About this experiment
This experiment consists of three tasks, namely, ready, custommetrics and assess.
The ready task checks if the sklearn-iris
InferenceService exists and is Ready
.
The custommetrics task reads metrics from a Prometheus service as defined by the template. The template is parameterised using labels for service and revision name. You can identify the revision names from the InferenceService
:
kubectl get isvc sklearn-iris -o json \
| jq -r '.status.components.predictor.traffic | .[] | .revisionName'
-ddddd
). The assess task verifies if the model satisfies the specified SLOs:
- there are no errors
- the mean latency of the prediction does not exceed 25 msec, and
- the 90th percentile latency for prediction does not exceed 40 msec.
This is a multi-loop Kubernetes experiment; its runner is cronjob
. The cronjobSchedule
expression specifies the frequency of the experiment execution -- periodically refreshing the metric values and performing SLO validation using the updated values.

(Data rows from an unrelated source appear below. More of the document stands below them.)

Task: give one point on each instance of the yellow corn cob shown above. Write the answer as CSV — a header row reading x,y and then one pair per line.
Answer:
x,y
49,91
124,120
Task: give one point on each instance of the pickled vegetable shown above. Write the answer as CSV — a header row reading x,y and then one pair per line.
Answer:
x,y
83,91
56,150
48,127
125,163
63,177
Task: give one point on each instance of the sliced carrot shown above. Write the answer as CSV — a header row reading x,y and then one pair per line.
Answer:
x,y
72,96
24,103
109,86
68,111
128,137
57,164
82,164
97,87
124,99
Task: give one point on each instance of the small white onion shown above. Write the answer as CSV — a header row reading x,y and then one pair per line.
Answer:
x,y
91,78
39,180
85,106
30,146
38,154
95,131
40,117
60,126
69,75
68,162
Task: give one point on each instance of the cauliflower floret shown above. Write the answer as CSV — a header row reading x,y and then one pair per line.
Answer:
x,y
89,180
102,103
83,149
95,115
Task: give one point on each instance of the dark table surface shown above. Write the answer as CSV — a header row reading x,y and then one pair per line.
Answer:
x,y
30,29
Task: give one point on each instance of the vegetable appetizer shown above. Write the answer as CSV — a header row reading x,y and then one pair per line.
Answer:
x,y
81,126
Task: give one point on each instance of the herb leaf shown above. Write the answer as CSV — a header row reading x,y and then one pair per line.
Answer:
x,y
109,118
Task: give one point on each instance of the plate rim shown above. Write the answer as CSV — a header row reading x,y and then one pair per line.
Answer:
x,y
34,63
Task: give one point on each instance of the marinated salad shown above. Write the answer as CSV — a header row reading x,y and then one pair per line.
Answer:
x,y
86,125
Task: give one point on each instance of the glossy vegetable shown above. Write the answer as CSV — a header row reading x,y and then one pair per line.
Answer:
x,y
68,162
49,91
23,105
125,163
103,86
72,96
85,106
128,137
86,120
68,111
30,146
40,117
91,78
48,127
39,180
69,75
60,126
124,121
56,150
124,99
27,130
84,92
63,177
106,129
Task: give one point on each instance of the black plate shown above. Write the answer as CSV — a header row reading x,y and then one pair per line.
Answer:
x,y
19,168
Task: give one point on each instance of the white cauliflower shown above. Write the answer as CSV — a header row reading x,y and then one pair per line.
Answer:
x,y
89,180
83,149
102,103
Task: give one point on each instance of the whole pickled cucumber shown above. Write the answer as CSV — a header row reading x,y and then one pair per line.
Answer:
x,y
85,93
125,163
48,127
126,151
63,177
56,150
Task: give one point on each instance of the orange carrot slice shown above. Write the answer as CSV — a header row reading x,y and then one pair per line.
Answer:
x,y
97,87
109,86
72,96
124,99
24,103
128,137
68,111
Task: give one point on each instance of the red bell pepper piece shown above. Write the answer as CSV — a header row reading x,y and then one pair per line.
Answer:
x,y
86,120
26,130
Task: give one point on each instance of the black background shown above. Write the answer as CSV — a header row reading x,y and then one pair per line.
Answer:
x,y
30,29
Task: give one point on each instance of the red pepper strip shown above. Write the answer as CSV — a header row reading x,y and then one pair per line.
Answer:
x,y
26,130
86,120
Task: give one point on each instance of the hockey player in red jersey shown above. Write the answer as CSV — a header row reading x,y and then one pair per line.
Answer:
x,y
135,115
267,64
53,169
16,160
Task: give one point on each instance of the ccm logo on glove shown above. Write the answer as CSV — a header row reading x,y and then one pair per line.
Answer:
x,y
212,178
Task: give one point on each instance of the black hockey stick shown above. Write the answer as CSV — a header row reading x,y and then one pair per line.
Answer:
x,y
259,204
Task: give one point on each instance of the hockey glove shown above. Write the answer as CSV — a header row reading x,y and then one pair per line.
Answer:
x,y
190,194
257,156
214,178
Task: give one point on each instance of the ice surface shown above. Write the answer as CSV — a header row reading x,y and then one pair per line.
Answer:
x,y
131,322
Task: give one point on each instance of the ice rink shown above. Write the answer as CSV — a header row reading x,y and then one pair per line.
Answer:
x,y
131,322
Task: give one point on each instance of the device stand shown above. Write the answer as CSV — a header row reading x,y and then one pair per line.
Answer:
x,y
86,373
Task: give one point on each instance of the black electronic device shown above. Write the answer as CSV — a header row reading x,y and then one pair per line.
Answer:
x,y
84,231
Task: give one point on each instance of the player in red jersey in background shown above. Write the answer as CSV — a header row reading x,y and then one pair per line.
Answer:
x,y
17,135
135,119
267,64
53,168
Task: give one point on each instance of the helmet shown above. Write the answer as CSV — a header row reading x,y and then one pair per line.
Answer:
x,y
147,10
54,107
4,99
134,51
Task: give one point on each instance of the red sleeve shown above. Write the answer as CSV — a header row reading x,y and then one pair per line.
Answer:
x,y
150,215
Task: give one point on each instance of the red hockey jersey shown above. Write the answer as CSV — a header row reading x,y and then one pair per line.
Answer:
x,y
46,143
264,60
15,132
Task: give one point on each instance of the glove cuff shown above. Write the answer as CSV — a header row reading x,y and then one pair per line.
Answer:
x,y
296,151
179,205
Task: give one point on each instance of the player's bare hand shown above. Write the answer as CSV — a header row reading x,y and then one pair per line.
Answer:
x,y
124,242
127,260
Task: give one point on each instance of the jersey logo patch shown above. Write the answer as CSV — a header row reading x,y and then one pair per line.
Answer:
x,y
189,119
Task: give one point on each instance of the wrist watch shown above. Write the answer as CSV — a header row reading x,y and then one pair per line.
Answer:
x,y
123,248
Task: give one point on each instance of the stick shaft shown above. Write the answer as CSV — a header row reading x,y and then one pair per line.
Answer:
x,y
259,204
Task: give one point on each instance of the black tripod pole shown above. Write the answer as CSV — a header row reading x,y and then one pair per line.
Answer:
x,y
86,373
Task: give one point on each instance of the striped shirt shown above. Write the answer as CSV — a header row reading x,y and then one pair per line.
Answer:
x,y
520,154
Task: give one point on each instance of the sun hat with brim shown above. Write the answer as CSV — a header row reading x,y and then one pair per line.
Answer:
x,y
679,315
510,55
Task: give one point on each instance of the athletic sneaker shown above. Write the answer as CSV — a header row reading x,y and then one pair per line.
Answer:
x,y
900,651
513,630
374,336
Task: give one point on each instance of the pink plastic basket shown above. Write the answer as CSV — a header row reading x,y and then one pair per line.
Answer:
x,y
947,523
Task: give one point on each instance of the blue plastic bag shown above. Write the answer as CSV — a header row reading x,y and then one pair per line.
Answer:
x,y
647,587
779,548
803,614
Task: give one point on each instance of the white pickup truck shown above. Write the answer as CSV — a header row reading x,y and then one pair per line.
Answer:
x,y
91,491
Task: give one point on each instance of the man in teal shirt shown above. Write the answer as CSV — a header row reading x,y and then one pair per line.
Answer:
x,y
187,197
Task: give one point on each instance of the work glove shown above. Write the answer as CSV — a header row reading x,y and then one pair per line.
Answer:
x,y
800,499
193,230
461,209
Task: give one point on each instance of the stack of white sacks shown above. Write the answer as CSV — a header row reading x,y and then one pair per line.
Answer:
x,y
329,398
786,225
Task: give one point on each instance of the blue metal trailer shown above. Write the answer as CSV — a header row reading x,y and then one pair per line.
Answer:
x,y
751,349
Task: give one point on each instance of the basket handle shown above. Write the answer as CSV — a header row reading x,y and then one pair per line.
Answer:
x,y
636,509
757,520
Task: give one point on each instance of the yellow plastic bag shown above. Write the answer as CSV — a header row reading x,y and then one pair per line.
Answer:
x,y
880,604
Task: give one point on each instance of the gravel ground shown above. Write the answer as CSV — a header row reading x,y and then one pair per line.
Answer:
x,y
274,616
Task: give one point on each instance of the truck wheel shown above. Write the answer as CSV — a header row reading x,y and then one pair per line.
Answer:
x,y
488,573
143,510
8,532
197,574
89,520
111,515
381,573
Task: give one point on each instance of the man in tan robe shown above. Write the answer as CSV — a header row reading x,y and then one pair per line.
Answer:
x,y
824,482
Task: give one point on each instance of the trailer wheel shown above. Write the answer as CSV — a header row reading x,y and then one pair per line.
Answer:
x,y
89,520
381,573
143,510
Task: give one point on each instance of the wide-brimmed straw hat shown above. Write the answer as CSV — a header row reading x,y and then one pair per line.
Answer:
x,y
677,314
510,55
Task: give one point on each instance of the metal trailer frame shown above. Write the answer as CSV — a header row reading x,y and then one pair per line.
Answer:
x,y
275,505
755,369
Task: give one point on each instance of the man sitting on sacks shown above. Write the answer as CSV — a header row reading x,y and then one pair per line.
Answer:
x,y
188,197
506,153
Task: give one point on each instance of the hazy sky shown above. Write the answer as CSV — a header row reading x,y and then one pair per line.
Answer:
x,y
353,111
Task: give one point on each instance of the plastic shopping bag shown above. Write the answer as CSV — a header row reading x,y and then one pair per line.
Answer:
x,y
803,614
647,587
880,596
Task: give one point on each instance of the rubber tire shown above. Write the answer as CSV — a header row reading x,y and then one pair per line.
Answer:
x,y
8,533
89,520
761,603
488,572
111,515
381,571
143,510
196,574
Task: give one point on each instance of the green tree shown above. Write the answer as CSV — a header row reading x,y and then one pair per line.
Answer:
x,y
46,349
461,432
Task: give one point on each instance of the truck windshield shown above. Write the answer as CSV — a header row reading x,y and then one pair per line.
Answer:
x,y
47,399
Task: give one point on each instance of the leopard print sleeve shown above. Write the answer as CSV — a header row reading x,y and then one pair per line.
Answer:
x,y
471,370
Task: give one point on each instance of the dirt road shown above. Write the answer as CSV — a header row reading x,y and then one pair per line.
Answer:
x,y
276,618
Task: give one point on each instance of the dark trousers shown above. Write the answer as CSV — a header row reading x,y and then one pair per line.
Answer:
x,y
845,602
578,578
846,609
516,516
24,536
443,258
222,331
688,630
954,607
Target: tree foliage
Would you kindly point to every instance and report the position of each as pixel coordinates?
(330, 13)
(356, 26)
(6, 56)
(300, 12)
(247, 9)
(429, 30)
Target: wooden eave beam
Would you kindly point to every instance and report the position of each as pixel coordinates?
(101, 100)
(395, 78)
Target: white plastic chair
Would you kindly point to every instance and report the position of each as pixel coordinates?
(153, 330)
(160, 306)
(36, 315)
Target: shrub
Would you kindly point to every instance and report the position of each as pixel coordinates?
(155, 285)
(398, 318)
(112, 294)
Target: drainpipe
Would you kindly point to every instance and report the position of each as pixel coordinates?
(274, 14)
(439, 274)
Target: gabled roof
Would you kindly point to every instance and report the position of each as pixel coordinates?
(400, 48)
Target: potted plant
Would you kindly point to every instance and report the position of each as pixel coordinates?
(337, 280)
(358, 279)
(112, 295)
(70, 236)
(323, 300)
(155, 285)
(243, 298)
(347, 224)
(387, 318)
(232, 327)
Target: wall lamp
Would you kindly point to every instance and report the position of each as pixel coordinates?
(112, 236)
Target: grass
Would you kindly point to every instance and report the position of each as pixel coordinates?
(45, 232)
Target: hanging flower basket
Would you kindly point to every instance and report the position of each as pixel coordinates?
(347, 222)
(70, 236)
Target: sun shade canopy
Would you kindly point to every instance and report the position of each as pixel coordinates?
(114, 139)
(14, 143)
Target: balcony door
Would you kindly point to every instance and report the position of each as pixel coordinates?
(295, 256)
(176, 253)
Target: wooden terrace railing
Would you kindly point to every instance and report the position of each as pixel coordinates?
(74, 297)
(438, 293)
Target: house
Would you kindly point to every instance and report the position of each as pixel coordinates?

You can assert experiment outcomes, view an experiment report, and view experiment logs as described in your first experiment.
Clean up¶
To clean up, delete the Iter8 experiment:
iter8 k delete
Remove the InferenceService
and the request data:
kubectl delete inferenceservice sklearn-iris
rm ./iris-input.json
You can remove Prometheus using these instructions.